I love finding books that stay with me for a very long time. One of the best compliments I can give a book is to say it was horrible. By which I mean, the book revealed and chewed on something with such depth and thoughtfulness, that it brought the full horror of a situation fully to my consciousness in a way I can never turn away from again.
While I have read a number of very impactful books, the ones that rise to this level for me tend to come from investigative journalism.
There have been two books like that for me in the last couple of years. The first was “Doing Harm” by Maya Dusenbery. It’s an in-depth exploration of how the entire medical system had been failing and gaslighting women. From so-called hysteria, to using only male mouse cells in research labs, to not testing drugs on women, to how inherent bias results in women being under treated for pain. As a woman who has had a very difficult time navigating the medical system, despite privilege, and has currently incurable illness that is wildly underfunded, the book hit a bit close to home.
Jodi and Megan are the journalists at the New York Times who published the Harvey Weinstein expose. This book tells the story of their investigative process, and of the way a man and his co-conspirators terrorized and harassed women for decades, and got away with it.
It also grapples with the impact and outcomes from that article. It examines the journey of Christine Blasey Ford, as a test of whether cultural change is actually taking place now that women are feeling more emboldened to speak their truths. Are we different? Are these women different? How are our stories the same across many other cultural divides, McDonald’s worker and Hollywood star alike?

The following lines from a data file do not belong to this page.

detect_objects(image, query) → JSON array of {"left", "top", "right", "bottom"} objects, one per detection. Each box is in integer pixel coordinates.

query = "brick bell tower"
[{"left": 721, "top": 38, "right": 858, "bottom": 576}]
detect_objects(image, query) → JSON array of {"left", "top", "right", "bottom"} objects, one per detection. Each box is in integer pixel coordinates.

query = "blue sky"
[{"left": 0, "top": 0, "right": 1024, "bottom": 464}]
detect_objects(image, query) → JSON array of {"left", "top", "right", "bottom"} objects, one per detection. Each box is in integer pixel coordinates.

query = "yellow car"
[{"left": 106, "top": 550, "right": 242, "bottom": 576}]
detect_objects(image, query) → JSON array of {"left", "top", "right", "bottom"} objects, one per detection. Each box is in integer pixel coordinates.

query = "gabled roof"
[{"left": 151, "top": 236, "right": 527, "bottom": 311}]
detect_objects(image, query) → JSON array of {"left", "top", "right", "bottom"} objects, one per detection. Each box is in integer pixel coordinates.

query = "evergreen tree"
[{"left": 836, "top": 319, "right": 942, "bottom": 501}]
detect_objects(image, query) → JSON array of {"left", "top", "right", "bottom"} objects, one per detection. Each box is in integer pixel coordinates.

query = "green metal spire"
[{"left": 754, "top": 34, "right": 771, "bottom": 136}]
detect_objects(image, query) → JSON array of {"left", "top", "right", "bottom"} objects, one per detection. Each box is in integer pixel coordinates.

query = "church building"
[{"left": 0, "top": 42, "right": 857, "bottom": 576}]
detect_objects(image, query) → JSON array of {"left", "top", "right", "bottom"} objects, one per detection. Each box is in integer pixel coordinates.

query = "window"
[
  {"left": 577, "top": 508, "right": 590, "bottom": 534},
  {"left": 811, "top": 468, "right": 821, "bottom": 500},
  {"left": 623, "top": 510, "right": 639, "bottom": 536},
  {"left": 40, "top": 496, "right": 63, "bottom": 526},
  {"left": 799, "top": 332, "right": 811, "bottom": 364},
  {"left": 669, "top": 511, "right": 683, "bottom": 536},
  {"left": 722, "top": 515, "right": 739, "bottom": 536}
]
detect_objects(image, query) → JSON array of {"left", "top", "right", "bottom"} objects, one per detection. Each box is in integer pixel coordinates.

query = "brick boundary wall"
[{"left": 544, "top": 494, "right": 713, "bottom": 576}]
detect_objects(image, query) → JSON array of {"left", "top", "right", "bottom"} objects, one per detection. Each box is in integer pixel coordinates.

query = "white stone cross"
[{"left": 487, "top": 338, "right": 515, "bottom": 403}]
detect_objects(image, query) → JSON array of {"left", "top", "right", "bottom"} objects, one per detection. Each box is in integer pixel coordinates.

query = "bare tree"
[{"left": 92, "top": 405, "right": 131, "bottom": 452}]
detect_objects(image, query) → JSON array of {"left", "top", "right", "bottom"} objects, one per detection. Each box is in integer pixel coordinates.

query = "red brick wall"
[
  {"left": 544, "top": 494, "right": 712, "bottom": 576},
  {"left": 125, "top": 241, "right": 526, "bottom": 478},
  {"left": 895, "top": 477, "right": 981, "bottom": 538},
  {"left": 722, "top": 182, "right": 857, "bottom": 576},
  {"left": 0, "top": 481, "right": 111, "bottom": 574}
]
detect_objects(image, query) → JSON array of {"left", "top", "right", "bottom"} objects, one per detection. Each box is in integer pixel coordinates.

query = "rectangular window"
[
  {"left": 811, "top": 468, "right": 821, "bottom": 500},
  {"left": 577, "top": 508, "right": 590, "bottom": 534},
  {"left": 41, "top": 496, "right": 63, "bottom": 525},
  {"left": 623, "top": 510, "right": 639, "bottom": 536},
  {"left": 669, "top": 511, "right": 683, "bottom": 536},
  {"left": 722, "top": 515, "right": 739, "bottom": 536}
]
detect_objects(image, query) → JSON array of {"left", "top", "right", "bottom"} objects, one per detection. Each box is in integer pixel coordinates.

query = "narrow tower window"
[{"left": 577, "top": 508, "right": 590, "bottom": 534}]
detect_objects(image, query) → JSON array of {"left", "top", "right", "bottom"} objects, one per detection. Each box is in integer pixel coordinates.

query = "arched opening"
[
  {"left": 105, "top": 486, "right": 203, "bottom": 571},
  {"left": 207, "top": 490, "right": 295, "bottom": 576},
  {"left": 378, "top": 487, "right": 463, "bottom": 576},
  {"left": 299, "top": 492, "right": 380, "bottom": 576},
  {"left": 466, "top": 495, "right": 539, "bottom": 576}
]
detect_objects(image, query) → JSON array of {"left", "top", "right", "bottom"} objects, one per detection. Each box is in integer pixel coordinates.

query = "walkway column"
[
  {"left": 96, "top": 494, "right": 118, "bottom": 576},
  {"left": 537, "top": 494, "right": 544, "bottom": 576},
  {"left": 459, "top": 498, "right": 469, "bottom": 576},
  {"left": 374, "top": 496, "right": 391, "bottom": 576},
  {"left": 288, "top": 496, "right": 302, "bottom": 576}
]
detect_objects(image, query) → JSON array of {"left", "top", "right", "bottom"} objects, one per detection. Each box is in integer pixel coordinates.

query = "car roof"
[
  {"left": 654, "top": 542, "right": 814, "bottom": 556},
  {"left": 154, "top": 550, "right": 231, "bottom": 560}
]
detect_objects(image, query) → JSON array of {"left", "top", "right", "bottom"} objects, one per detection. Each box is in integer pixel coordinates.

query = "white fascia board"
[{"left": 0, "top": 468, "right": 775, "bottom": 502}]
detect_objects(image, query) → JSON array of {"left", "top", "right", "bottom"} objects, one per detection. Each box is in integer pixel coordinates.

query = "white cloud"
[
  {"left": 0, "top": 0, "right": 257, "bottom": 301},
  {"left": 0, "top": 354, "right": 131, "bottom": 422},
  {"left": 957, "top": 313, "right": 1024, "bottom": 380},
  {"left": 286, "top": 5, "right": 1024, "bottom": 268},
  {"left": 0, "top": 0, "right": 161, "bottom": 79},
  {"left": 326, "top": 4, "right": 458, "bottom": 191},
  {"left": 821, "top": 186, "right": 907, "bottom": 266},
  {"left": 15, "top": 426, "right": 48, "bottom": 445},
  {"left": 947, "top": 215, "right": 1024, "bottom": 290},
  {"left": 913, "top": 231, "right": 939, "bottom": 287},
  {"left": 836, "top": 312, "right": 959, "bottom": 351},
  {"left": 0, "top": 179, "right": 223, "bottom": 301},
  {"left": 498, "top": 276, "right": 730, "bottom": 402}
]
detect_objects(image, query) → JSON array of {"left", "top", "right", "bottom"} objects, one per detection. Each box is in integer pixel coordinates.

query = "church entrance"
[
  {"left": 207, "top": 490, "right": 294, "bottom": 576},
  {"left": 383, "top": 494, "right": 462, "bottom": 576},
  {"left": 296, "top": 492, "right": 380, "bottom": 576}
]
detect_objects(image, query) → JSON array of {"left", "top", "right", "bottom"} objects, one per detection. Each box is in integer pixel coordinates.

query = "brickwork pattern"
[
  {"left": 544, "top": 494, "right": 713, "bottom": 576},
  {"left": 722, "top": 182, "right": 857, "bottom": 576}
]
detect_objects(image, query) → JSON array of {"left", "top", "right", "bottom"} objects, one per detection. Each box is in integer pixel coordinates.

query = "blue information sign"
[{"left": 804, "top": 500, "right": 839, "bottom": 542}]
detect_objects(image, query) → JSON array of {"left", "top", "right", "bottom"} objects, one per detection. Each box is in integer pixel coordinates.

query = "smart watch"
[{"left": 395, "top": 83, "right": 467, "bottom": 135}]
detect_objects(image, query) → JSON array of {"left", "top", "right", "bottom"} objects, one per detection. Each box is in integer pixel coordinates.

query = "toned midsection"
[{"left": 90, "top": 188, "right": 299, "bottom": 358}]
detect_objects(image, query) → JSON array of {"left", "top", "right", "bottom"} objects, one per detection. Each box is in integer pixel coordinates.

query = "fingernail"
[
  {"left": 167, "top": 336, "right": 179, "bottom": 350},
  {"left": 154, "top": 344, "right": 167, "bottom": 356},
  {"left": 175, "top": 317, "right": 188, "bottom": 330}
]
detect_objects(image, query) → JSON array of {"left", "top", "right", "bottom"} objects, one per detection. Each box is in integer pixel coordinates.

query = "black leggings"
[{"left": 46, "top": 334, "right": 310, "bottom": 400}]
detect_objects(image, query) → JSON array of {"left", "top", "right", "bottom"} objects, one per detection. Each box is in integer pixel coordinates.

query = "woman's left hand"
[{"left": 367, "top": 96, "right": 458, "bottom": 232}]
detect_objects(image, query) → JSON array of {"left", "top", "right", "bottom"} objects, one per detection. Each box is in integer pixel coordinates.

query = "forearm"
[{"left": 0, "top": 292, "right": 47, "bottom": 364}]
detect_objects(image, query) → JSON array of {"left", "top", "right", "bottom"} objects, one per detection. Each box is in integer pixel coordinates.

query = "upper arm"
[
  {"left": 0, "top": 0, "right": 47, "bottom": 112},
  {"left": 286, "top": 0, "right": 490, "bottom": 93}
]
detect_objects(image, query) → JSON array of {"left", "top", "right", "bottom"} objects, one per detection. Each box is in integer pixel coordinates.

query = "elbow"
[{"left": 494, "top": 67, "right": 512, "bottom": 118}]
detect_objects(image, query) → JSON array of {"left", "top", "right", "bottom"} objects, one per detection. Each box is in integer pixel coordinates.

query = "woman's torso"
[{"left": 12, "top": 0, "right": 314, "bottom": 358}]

I am a strange combination of cynical and naive. Of course men in power can do horrible things and get away with it. But I had not grappled with how many people have to be actively facilitating that behavior for it to continue for decades with little consequence. This was the horrible.
So many women have signed away their voices in non disclosure agreements, being assaulted or harassed and never able to warn their coworkers, or tell their spouses, without potentially dire consequences. The amount of this was also horrible.
I have a bias in favor of journalists, and that was only reinforced. Jodi and Megan, and many others did thorough due diligence on this story, and gave incredible time and effort to get it right. There is simply nothing to dispute.
And for perhaps the first time, the epilogue gave me goosebumps. I’m not going to give that away. But the power and potential was potent.
I cannot recommend “She Said” enough. It’s horrible.